Students across Michiana can now access their Indiana Statewide Testing for Educational Progress (ISTEP) scores after a long delay.

Local educators want parents to remember the test was entirely new format-wise and unusually low scores are expected.

“We can’t compare this year’s test to last year’s test scores,” South Bend Schools Superintendent Dr. Carole Schmidt said. “It’s like apples and oranges.”

Indiana students took the ISTEP back in February and March and have waited nearly twice as long than in the past to receive their scores.

“It’s really sort of put us in a bind in terms of using data to drive instruction in the classroom,” Mishawaka Schools Asst. Director for Curriculum and Instruction Dr. Theodore Stevens said.

Michiana school officials in three different districts said the test and its delayed results are taking a toll on everyone.

“We don’t have the data that gives us any way to gauge at least how well a child is doing based on this particular test last [school] year,” Dr. Schmidt said.

Although parents and students can now access their individual scores, teachers and school officials are struggling while waiting for the overall test scores, which won’t be available until at least mid-December.

“[The overall scores] matter fairly significantly in terms of our school letter grade,” Dr. Stevens said.

ISTEP test results are a factor in determining teacher evaluations and school letter grades each year, but because overall results are so delayed, school officials have to wait.

“I do not find this an appropriate way to determine the effectiveness of a teacher,” Dr. Schmidt said.

School officials said they do not want parents to worry if their child scores lower than expected on the test – which was an entirely new format.

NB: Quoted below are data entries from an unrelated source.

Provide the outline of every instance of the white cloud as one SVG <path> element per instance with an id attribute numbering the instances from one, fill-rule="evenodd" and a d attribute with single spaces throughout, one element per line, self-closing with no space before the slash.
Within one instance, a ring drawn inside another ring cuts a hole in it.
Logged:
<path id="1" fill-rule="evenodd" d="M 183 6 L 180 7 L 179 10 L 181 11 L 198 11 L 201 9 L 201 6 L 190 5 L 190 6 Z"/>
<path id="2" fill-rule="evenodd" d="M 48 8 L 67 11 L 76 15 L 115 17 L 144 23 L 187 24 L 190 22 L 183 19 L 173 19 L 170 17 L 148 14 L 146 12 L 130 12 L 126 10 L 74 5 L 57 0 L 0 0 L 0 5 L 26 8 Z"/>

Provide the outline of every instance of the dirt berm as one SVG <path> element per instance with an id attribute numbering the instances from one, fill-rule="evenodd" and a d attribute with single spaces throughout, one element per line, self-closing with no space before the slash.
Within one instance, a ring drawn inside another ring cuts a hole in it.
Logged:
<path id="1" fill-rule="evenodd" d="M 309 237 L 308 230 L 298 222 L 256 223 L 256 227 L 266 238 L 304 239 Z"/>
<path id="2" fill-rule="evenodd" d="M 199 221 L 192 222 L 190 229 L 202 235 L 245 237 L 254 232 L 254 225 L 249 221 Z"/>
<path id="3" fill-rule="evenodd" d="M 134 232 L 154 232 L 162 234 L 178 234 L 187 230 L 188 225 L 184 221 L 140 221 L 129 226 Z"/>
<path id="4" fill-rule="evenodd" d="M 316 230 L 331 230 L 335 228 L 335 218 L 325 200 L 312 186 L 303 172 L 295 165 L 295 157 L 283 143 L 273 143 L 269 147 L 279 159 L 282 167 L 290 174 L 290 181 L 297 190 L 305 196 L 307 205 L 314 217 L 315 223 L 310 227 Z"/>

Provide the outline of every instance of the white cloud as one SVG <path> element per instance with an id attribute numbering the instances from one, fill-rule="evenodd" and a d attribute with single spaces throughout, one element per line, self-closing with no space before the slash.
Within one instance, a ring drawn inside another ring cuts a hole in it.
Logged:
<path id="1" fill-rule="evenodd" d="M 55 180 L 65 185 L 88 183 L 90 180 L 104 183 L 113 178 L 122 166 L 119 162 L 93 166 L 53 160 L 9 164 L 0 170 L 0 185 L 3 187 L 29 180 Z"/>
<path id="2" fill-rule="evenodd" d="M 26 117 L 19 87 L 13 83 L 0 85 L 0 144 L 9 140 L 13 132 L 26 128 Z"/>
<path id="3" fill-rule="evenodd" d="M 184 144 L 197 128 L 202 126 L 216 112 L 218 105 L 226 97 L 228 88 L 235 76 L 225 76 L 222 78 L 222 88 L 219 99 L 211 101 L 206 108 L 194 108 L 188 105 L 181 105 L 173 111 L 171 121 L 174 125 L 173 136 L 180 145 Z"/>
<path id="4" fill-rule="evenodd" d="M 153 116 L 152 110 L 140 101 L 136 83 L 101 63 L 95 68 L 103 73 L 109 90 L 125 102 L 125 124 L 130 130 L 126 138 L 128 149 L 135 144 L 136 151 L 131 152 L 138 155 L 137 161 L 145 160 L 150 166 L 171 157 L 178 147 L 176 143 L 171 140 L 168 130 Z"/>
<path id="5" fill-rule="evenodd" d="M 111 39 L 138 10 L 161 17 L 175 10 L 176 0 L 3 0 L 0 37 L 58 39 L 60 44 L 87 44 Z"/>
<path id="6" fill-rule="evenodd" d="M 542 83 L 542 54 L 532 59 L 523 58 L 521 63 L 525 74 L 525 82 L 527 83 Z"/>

“These are preliminary test scores,” Penn-Harris-Madison School Corp. Asst. Superintendent Dr. Kay Antonelli said. “There is a lot of data in there that may still not be attributed to either a pass or a fail score.”

Dr. Stevens said students could potentially be impacted by the late test results because the scores are often used to help a student in between school years.

“We would probably enrich that student or even remediate that student differently in the classroom had we had those results at the beginning of the [school] year,” Dr. Stevens said.

Parents and students can access ISTEP results online until Friday.

You can also request a re-score of the test if you feel it is necessary.